3D Mice Improve Ergonomics at CAD Workstations, Study Shows
3Dconnexion, a manufacturer of ergonomic input devices for CAD and 3D professionals, commissioned the Fraunhofer Institute for Industrial Engineering (IAO) to carry out a scientific study on working with a 3D mouse.
Engineering Computing News
Engineering Computing Resources
December 20, 2018
The use of a 3D mouse in CAD applications leads to a noticeable ergonomic improvement with the user making 29% fewer hand movements and their productivity increasing by 28%. This is according to the main findings of the ‘Ergonomic Evaluation of 3D Mice,’ a study conducted by the Fraunhofer Institute for Industrial Engineering on behalf of 3Dconnexion.

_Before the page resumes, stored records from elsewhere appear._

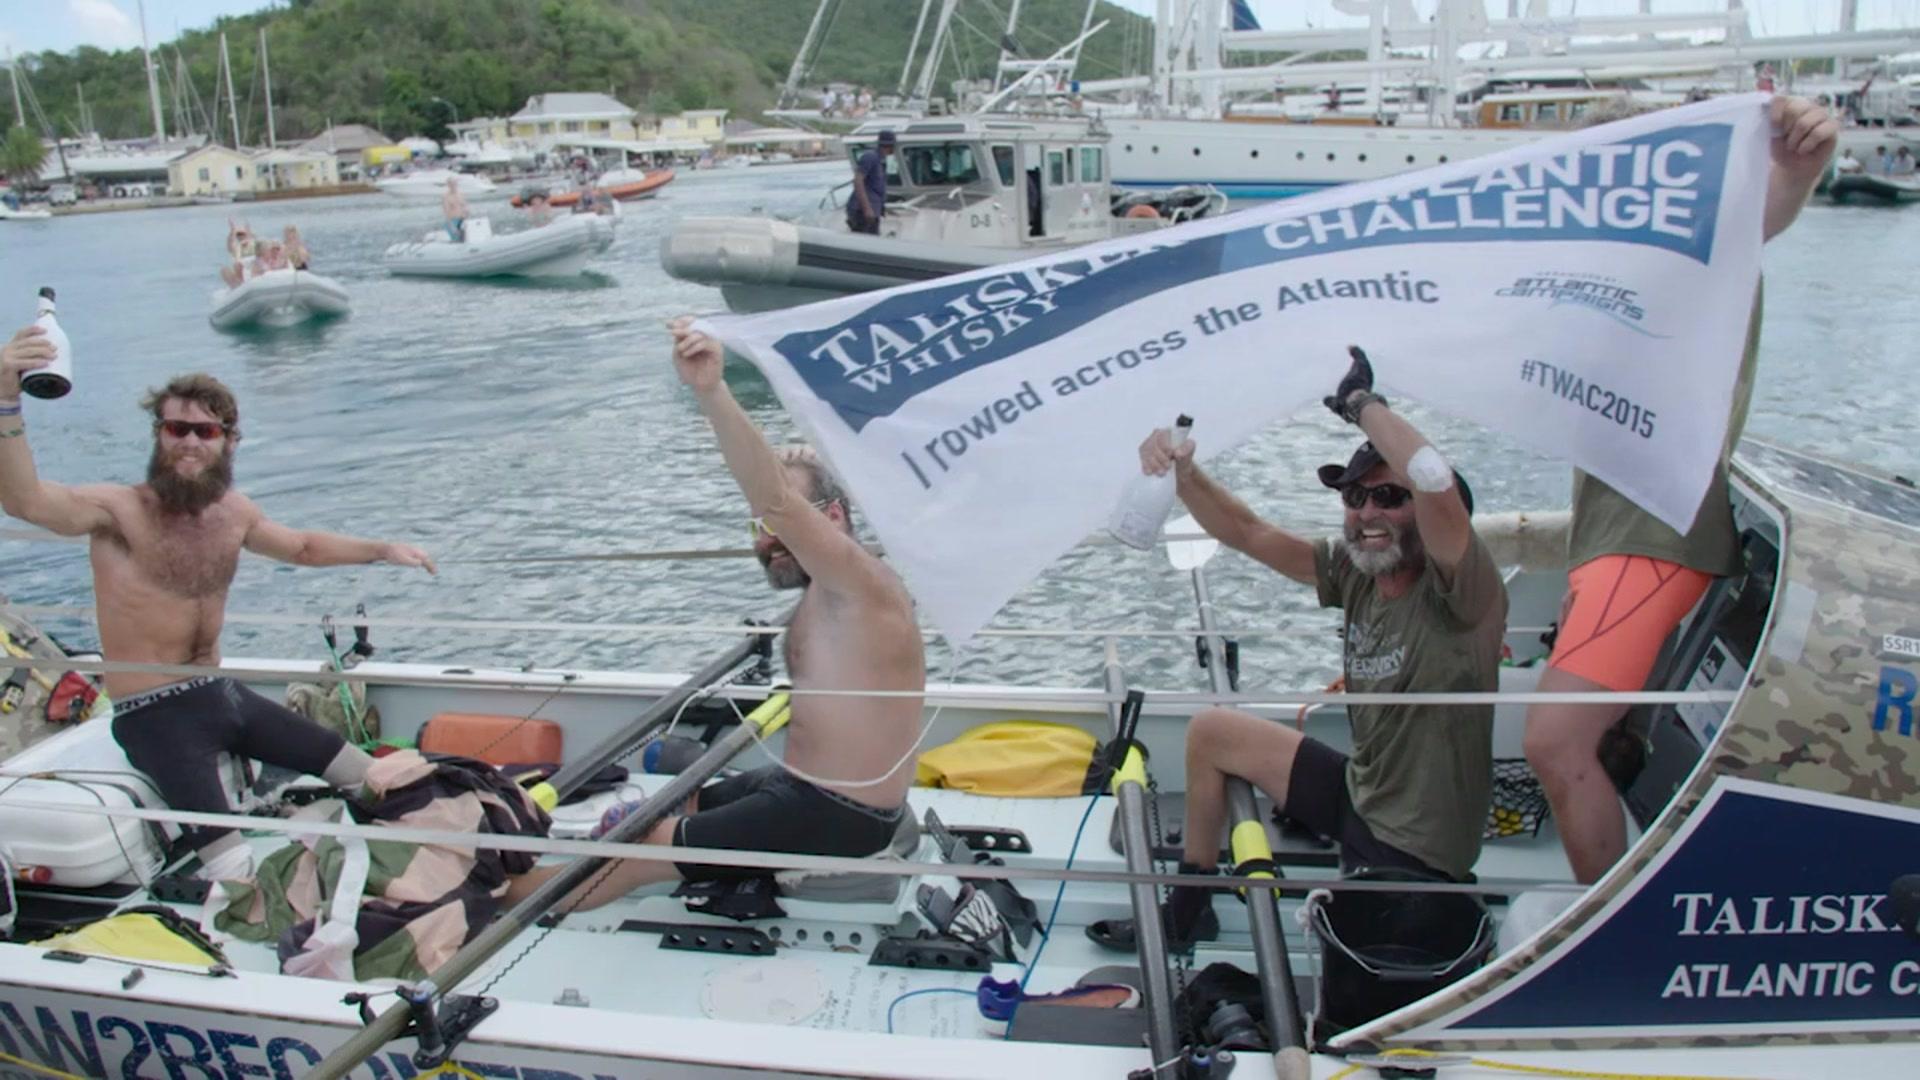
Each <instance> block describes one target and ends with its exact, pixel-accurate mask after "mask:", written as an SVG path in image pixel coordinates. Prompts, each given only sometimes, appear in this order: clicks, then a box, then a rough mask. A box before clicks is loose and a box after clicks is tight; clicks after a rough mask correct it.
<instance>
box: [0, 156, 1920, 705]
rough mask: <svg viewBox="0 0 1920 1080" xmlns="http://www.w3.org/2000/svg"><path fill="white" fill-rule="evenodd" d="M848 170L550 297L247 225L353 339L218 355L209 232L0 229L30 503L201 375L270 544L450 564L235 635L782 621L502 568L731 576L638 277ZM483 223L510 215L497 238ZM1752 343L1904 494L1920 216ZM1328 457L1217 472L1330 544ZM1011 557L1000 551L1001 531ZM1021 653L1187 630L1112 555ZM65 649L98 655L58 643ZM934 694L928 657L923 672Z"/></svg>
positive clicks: (543, 663)
mask: <svg viewBox="0 0 1920 1080" xmlns="http://www.w3.org/2000/svg"><path fill="white" fill-rule="evenodd" d="M841 173H843V169H841V167H839V165H793V167H770V169H741V171H722V173H708V175H687V173H684V175H682V179H678V181H676V183H674V184H670V186H668V188H666V190H664V194H662V196H660V198H659V200H655V202H647V204H636V206H630V208H628V215H626V217H624V219H622V223H620V234H618V242H616V244H614V246H612V250H611V252H607V254H605V256H601V258H599V259H595V263H593V265H591V267H589V275H586V277H584V279H580V281H576V282H566V284H495V282H440V281H407V279H392V277H388V275H386V273H384V271H382V269H380V267H378V263H376V259H378V254H380V252H382V250H384V248H386V246H388V244H390V242H394V240H401V238H407V236H409V234H413V233H419V231H424V229H428V227H432V225H434V221H436V217H438V206H434V204H401V202H392V200H388V198H384V196H357V198H330V200H296V202H280V204H261V206H250V208H244V209H242V213H244V215H246V217H248V219H250V221H252V225H253V227H255V229H257V231H261V233H267V234H276V233H278V229H280V227H282V225H286V223H296V225H300V229H301V231H303V233H305V236H307V242H309V246H311V248H313V254H315V269H317V271H321V273H326V275H332V277H336V279H338V281H340V282H344V284H346V286H348V290H351V294H353V315H351V317H349V319H344V321H338V323H330V325H324V327H317V329H303V331H301V329H296V331H282V332H278V334H248V336H236V334H221V332H215V331H213V329H209V327H207V321H205V311H207V300H209V292H211V288H213V286H215V284H217V277H215V275H217V267H219V263H221V259H223V250H221V244H223V238H225V227H227V221H225V219H227V215H228V208H188V209H150V211H132V213H102V215H86V217H63V219H56V221H48V223H0V319H4V317H12V319H13V323H12V325H23V323H27V321H29V319H31V313H33V290H35V288H36V286H40V284H54V286H56V288H58V290H60V309H61V321H63V325H65V327H67V332H69V336H71V338H73V346H75V352H77V390H75V394H73V396H71V398H67V400H61V402H56V404H29V419H31V425H33V434H31V438H33V448H35V455H36V461H38V467H40V471H42V475H44V477H48V479H54V480H61V482H88V480H125V482H132V480H138V479H140V475H142V471H144V465H146V455H148V448H150V436H148V427H146V421H144V419H142V415H140V413H138V407H136V402H138V398H140V394H142V390H144V388H148V386H154V384H157V382H161V380H165V379H167V377H171V375H175V373H180V371H194V369H200V371H211V373H213V375H217V377H221V379H225V380H227V382H228V384H230V386H232V388H234V390H236V392H238V396H240V409H242V421H244V429H246V440H244V444H242V446H240V452H238V461H236V477H238V484H240V486H242V490H246V492H248V494H250V496H253V498H255V500H257V502H259V503H261V505H263V507H265V509H267V513H269V515H273V517H275V519H278V521H284V523H290V525H296V527H307V528H328V530H340V532H355V534H367V536H380V538H396V540H409V542H415V544H420V546H424V548H428V550H430V552H434V553H436V555H438V557H440V559H442V573H440V577H438V578H428V577H426V575H422V573H419V571H401V569H396V567H384V565H376V567H346V569H298V567H282V565H276V563H267V561H261V559H246V561H244V563H242V567H240V577H238V578H236V580H234V588H232V601H230V609H232V611H236V613H301V615H315V617H317V615H319V613H323V611H334V613H346V611H351V609H353V605H355V603H367V607H369V609H371V611H372V613H378V615H390V617H445V619H501V621H570V623H703V625H712V623H735V621H739V619H743V617H749V615H772V613H774V611H776V609H780V607H781V603H783V600H780V598H776V596H774V594H772V592H768V588H766V584H764V578H762V577H760V571H758V567H756V565H753V563H751V561H743V559H699V561H580V563H507V561H499V559H509V557H528V555H568V553H607V552H647V550H662V548H739V546H743V544H745V536H747V534H745V503H743V500H741V496H739V492H737V488H735V486H733V482H732V479H730V477H728V475H726V471H724V467H722V463H720V455H718V452H716V450H714V444H712V436H710V432H708V429H707V425H705V423H703V421H701V417H699V413H697V411H695V407H693V402H691V398H689V396H687V394H685V392H684V390H682V386H680V384H678V380H676V379H674V373H672V367H670V365H668V359H666V332H664V329H662V319H666V317H670V315H674V313H680V311H708V309H718V306H720V296H718V292H716V290H710V288H703V286H697V284H685V282H678V281H674V279H670V277H666V273H664V271H660V267H659V261H657V248H659V242H660V238H662V236H664V233H666V227H668V223H670V221H672V219H674V217H678V215H695V213H749V211H755V209H764V211H770V213H801V211H806V209H810V208H812V206H814V204H816V202H818V200H820V196H822V192H824V190H826V186H828V184H831V183H837V181H839V179H841ZM478 211H482V213H488V211H490V213H493V215H507V213H511V211H509V209H507V208H505V206H503V204H488V206H484V208H480V209H478ZM1766 275H1768V288H1766V329H1764V336H1763V346H1761V356H1763V361H1761V380H1759V390H1757V394H1755V404H1753V417H1751V423H1749V432H1751V434H1761V436H1766V438H1774V440H1780V442H1786V444H1789V446H1801V448H1809V450H1814V452H1820V454H1828V455H1836V457H1843V459H1853V461H1862V463H1868V465H1874V467H1882V469H1893V471H1901V473H1907V475H1914V473H1920V434H1916V429H1914V405H1912V394H1914V386H1916V382H1920V379H1916V377H1920V361H1916V352H1914V342H1916V340H1920V306H1916V304H1914V288H1916V284H1920V209H1878V208H1832V206H1824V204H1816V206H1812V208H1809V209H1807V213H1805V215H1803V219H1801V221H1799V225H1795V227H1793V229H1791V231H1789V233H1788V234H1786V236H1782V238H1780V240H1776V242H1774V244H1770V246H1768V250H1766ZM730 379H733V386H735V392H737V394H739V396H741V400H743V404H745V405H747V407H749V411H753V413H755V415H756V419H758V421H760V423H762V425H764V427H766V429H768V432H770V434H772V436H774V438H776V440H778V438H785V436H787V434H789V432H791V427H789V425H787V421H785V417H783V413H781V409H780V404H778V402H776V400H774V398H772V394H770V392H768V390H766V384H764V382H760V380H758V379H756V377H753V375H739V377H730ZM1413 415H1415V417H1417V419H1419V423H1423V425H1427V429H1428V434H1432V436H1434V440H1436V442H1440V444H1442V446H1444V448H1446V450H1448V454H1450V455H1452V457H1453V461H1455V463H1457V465H1459V467H1461V469H1463V471H1465V473H1467V475H1469V477H1471V480H1473V486H1475V492H1476V496H1478V502H1480V507H1482V509H1523V507H1528V509H1532V507H1551V505H1565V502H1567V469H1565V467H1563V465H1559V463H1555V461H1549V459H1544V457H1540V455H1534V454H1528V452H1521V450H1515V448H1513V446H1509V444H1507V442H1503V440H1501V438H1498V436H1492V434H1488V432H1484V430H1480V429H1476V427H1471V425H1461V423H1453V421H1448V419H1442V417H1432V415H1427V413H1421V411H1419V409H1417V407H1415V409H1413ZM1350 444H1352V436H1350V434H1348V432H1344V430H1340V429H1338V425H1334V423H1331V421H1329V417H1325V415H1302V417H1296V419H1294V421H1292V423H1284V425H1277V427H1273V429H1271V430H1267V432H1263V434H1261V436H1260V438H1256V440H1252V442H1248V444H1246V446H1242V448H1238V450H1236V452H1233V454H1231V455H1227V457H1225V459H1221V461H1219V463H1217V465H1215V467H1213V471H1215V475H1219V477H1221V479H1223V480H1225V482H1227V484H1229V486H1231V488H1235V490H1236V492H1240V494H1242V496H1244V498H1246V502H1248V503H1250V505H1254V507H1256V509H1258V511H1261V513H1263V515H1267V517H1271V519H1273V521H1277V523H1283V525H1288V527H1292V528H1298V530H1306V532H1323V530H1331V528H1332V527H1334V525H1336V523H1338V503H1336V500H1334V498H1332V496H1331V494H1329V492H1325V490H1323V488H1321V486H1319V484H1317V482H1315V480H1313V467H1315V465H1319V463H1323V461H1332V459H1344V455H1346V454H1348V452H1350V448H1352V446H1350ZM995 525H998V527H1004V528H1016V530H1018V528H1020V521H998V523H995ZM0 559H4V561H0V592H6V594H10V596H12V598H13V600H17V601H23V603H71V605H84V603H90V600H92V594H90V582H88V571H86V555H84V548H83V546H77V544H25V542H12V540H0ZM1210 575H1212V582H1213V590H1215V594H1217V600H1219V603H1221V621H1223V623H1225V625H1233V626H1269V628H1273V626H1286V628H1290V630H1296V632H1288V634H1277V636H1263V638H1258V640H1248V642H1246V646H1244V657H1246V659H1244V665H1246V669H1248V682H1250V684H1269V686H1308V684H1319V682H1325V678H1329V676H1331V675H1332V671H1334V667H1336V663H1334V661H1336V651H1338V646H1336V642H1334V638H1332V619H1331V617H1329V615H1325V613H1321V611H1317V609H1315V607H1313V596H1311V592H1309V590H1304V588H1298V586H1292V584H1288V582H1283V580H1281V578H1277V577H1275V575H1273V573H1269V571H1263V569H1258V567H1254V565H1252V563H1250V561H1248V559H1242V557H1238V555H1231V553H1227V555H1221V557H1219V559H1215V563H1213V565H1212V567H1210ZM998 623H1000V625H1014V626H1081V628H1114V626H1129V628H1139V626H1173V625H1190V623H1192V596H1190V590H1188V582H1187V577H1185V575H1181V573H1175V571H1171V569H1169V567H1165V565H1164V563H1162V561H1160V559H1150V557H1144V555H1137V553H1131V552H1123V550H1119V548H1114V546H1089V548H1081V550H1077V552H1073V553H1069V555H1066V557H1064V559H1060V561H1058V563H1056V565H1054V567H1052V569H1050V571H1048V573H1046V575H1044V577H1043V578H1041V580H1037V582H1035V584H1033V586H1029V588H1027V590H1025V592H1023V594H1021V596H1020V598H1016V600H1014V601H1012V603H1010V605H1008V609H1006V611H1004V613H1002V615H1000V621H998ZM52 628H56V632H61V636H63V638H69V640H71V642H86V640H92V630H90V626H84V625H79V623H65V625H63V623H52ZM376 644H380V646H382V657H384V659H422V661H461V663H515V665H520V663H534V665H541V667H549V665H589V667H645V669H684V667H691V665H695V663H699V659H701V657H703V655H705V653H707V651H708V650H712V648H714V638H708V636H685V634H680V636H660V634H649V636H639V634H609V632H572V634H553V632H534V630H520V632H482V634H472V632H455V630H399V628H390V630H382V632H380V634H376ZM225 650H227V653H228V655H303V657H311V655H321V640H319V634H317V628H313V626H250V625H228V628H227V636H225ZM1188 650H1190V646H1187V644H1175V642H1169V640H1160V642H1133V644H1129V646H1125V650H1123V653H1125V659H1127V663H1129V667H1131V669H1133V671H1137V673H1140V675H1146V676H1150V678H1152V682H1156V684H1169V682H1190V680H1194V675H1192V673H1190V669H1192V663H1190V651H1188ZM929 659H931V663H933V665H935V667H947V663H948V659H947V653H945V650H943V648H935V650H933V653H931V657H929ZM960 663H962V667H960V676H962V678H995V680H1044V682H1068V684H1092V682H1098V665H1100V651H1098V648H1096V644H1094V642H1092V640H1043V642H1033V640H1018V642H1008V640H993V638H987V640H983V642H979V644H975V646H973V648H970V650H968V651H966V655H964V657H962V661H960Z"/></svg>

The use of 3D mice allows a two-handed workflow in the CAD, CAE and CAM environment. A 3D mouse enables users to pan, zoom and rotate their models in one smooth movement using one hand, while they edit their models using a standard mouse with the other hand. 3Dconnexion, a manufacturer of ergonomic input devices for CAD and 3D professionals, commissioned the Fraunhofer Institute for Industrial Engineering (IAO) to carry out a scientific study on working with a 3D mouse. The study consisted of two parts—a laboratory test and a field test across which there were a total of 24 participants—and focused on the criteria of health, productivity, usability and user experience when performing a specific CAD task with and without a 3D mouse.
The investigation found that using a 3D mouse leads to a more upright and healthier sitting posture. The main reason for this is that both arms rest in parallel to one another on the desk while working in a CAD program. The right hand-arm-system bears significantly less strain as this is spread across both hands thanks to the 3D mouse assuming tasks that would have been performed with the right hand using a normal mouse.
Using a 3D mouse also substantially reduces the number of mouse wheel movements, for example, when zooming in and out of a model, meaning 29% fewer hand and finger movements are required. According to Fraunhofer, this has caused “the finger movements to drop from a ‘dangerous’ level (over 1,500 movements per hour) to an acceptable amount.”
The 3Dconnexion SpaceMouse also impressed in user experience, according to findings from the study. A usability analysis was carried out during the field study using a System Usability Scale (SUS) questionnaire (2) in which the SpaceMouse achieved an excellent SUS score of 86. In contrast, conventional workflows with a normal mouse and keyboard only achieved a satisfactory SUS score of 62 in terms of usability.
Finally, the use of a 3D mouse led to a significant increase in productivity. In the laboratory study, the amount of time needed to complete a random task was reduced by 28%, from 96 minutes to 68 minutes, when using the 3D mouse.
“The use of our SpaceMouse leads to a healthier posture and reduces the strain on the dominant hand-arm-system. It features a high level of usability and increases productivity when working with CAD programs,” explains Robert Stadie, product manager at 3Dconnexion GmbH. “We are pleased that Fraunhofer’s intensive testing has provided conclusive evidence to this end. This is also motivation for us to continue down the path we have embarked on in developing innovative 3D mice.”
Fraunhofer conducted both a laboratory and a field investigation as part of the study. The laboratory test saw 14 students from an advanced CAD seminar analyze factors related to health and productivity. For the test, the participants had to complete a standardized and randomized CAD task in Siemens PLM-Software NX, once using a standard mouse and keyboard and once using a 3D mouse and a standard mouse. Every movement and click was recorded and posture was observed while the task was being performed.
For the field test, 10 experienced CAD professionals took part in semi-structured interviews and the standardized, validated SUS and AttrakDiff (3) questionnaires were used. Working ‘with and without a 3D mouse’ were both examined here.
(1) The ‘Ergonomic Evaluation of 3D Mice’ investigation report from the Fraunhofer Institute for Industrial Engineering (IAO) can be found here.
(2) The System Usability Scale (SUS) is a ‘quick and dirty’ method of measuring the usability of an application developed by John Brooke in 1986. The SUS scale goes from 0 to 100. Solutions with a score of 68 and above are considered to have good usability.
(3) The AttrakDiff questionnaire is an evaluation of any product to assess how attractive the product is and to what level it offers a good user experience. AttrakDiff was developed by Marc Hassenzahl, Michael Burmester and Franz Koller in 2003.